ALL THE WAY
Reviewed by EUGENE
PAUL
Bryan Cranston as LBJ
There’s a classical theatrical bromide been
around for ages: “There are no small parts, there are only small players.”
Total bull ca ca. I don’t know how many brilliant actors are walking the
streets completely unappreciated because they’ve never been zapped by the
Fickle Finger and thrown into the breathtaking experience of showing their very
own glorious capabilities. Full many a rose…
Blushing unseen is not Bryan Cranston’s
problem, not by a long shot, not any more, especially in his wide open, bravura
performance as Lyndon Baines Johnson, combative, then assured president of
these United States. Bring out all the praising stops; he deserves them, the
heaps and heaps of praises. But it was not ever thus. It takes a true fan to
remember him, feckless, in “Malcolm in the Middle”, but the cultists who still
love that TV show remember him only because he was in it. Not once did his
astounding gift show through then. He was just a lucky working stiff.

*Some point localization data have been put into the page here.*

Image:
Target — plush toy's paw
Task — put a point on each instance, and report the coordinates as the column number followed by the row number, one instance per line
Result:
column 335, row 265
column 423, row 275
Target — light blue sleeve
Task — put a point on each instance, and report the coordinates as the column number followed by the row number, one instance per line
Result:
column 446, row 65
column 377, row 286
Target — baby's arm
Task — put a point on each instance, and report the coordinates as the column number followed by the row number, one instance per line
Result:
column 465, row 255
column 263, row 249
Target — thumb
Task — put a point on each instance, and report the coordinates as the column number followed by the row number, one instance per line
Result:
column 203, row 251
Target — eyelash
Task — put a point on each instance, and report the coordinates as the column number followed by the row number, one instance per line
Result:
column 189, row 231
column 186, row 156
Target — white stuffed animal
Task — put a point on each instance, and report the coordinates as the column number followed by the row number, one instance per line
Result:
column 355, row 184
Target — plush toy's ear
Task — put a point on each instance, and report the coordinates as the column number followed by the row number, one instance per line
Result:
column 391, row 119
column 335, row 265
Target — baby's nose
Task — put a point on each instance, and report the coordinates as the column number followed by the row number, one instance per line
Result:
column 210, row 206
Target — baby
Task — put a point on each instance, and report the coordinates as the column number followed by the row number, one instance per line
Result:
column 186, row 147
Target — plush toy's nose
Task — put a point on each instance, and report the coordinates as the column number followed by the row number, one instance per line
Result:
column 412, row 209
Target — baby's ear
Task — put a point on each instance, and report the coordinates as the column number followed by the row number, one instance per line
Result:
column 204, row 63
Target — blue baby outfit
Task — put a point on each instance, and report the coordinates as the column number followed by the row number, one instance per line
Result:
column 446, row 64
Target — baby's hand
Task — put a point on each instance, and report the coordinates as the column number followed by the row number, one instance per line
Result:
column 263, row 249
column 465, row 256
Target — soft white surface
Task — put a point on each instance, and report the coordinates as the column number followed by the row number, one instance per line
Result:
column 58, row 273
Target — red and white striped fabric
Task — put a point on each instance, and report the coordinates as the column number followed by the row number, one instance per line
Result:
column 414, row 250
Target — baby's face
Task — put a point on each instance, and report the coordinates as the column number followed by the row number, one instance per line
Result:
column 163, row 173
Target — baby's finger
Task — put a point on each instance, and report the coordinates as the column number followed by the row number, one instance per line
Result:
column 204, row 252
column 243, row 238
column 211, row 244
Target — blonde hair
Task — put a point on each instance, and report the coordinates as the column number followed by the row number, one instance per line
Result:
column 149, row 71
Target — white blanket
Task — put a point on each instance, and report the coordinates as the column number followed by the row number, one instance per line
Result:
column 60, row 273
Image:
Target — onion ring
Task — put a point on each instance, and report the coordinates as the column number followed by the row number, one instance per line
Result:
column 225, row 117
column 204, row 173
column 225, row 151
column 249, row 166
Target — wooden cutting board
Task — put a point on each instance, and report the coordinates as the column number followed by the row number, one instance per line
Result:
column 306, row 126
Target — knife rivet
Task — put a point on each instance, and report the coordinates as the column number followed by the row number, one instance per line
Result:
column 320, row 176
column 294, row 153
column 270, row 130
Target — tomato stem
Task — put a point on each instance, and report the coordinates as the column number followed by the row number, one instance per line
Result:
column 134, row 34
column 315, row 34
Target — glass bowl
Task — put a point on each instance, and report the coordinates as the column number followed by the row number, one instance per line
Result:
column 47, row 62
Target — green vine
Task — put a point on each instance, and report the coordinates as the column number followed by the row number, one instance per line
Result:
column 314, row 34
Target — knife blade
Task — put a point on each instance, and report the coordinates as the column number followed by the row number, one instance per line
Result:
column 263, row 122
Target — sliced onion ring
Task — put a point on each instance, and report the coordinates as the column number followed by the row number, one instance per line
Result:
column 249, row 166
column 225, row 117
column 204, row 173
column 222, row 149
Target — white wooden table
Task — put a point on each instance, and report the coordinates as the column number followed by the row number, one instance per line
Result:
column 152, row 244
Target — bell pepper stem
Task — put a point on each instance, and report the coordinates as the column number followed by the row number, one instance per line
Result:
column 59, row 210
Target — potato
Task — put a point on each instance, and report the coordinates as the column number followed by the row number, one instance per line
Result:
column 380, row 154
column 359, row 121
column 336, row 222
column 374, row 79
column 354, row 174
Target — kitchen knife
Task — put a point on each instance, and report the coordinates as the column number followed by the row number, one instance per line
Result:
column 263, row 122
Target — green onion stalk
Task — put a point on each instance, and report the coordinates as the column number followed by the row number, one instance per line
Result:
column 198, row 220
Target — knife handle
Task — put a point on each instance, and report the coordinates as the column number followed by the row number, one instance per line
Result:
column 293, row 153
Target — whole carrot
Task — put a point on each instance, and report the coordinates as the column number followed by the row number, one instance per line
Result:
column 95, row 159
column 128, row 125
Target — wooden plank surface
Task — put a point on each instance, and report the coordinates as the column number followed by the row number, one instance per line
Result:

However, the magnificence was there, and it emerged when he had to take a gig
on a chancy show on a cable channel, yet. How lucky we were.
All the Way, playwright Robert
Schenkkan’s operatically ranging tribute to Lyndon Johnson swells with
opportunities for a magnificent actor to invest in the central character,
Johnson, and Cranston does not hold back. He is on top of it, he is
magnificent. Schenkkan focuses on the excruciating drama inherent in making
civil rights – such a cool little phrase –into the burning war it still is as
the hot core of his hugely reaching play. It’s big. It’s got to be, with its
collisions of characters beating, molding, pushing, shoving, twisting,
cajoling, demanding trying to shape our so-called representative government in
Washington to represent, dammit, their way, except that there was a political
prestidigitator named Lyndon Johnson and it was going to be his way, all the
way.
Which means greatly gifted director Bill
Rauch has to keep us on the edges of our seats. By showing, telling us our
history? How in hell you gonna do that? In a realistic-expressionistic play?
Without fire eaters, jugglers,, clowns, acrobats? Well, maybe yes, in a manner
of speaking, but their names are the names already dimming from our recent
past. Hubert Humphrey? (Quaking Robert Petkoff).J. Edgar Hoover? (Sly Michael
McKean). Robert McNamara? ( Uneasy James Eckhouse). Richard Russell? (Grim John
McMartin). George Wallace? (Smirking Rob Campbell). Names carved in stone in
D.C. Others that still ring: Martin Luther King, Jr. (Measured Branden J.
Dirden), Strom Thurmond ( Smug Christopher Gurr), Lady Bird Johnson ( Stable
Betsy Aidem), Walter Jenkins (Devoted Christopher Liam Moore). Director Rauch
has persuaded his superb cast of twenty-four strong, willing actors to play
more than sixty famous characters believably with Lyndon Johnson in the middle,
befriending, betraying, subjecting all to his conviction, his will. These are
not small actors in small roles. They reach. Out to us, to each other.
But it’s Rauch has to hold them all
together. He does so, beautifully, keeping his many actors and his many more
characters within Christopher Acebo’s vast, commenting, supporting arena of a
setting which becomes a whole range of settings during that fateful year,
November 1963 to November 1964. It’s masterful. Every aspect of getting this
great drama on stage seems inspired: Shawn Sagady’s vital projections, Jane
Cox’s concentrating lighting, Paul James Prendergast’s careful sound design and
familiar compositions, Deborah Dryden’s cleverness with costuming, and wigs,
wigs, wigs as Paul Huntley helps them change heads, Ringmaster Johnson front
and center.
Playwright Schenkkan’s brilliance impinges
upon us. Not only are we experiencing awe for these wonderful performers, we
are deeply moved by the subject of the play, the struggle to find a way for all
of us to be sharing what all of us should, equal civil rights. We become
deeply disturbed that the battle to put it in place was necessary. And we are
sore and shamed that we, as a nation, fought this battle among us and are still
fighting for what should be as free as air. This is what true theater can do,
move us, teach us, change us. The play is a pinnacle in an extraordinary
season of some of the finest in theater. I wish it would run forever.
Neil Simon Theatre, 250 West 52nd
Street, near Eighth Avenue. Tickets: $65-$242. 877-250-2929 Thru June 29.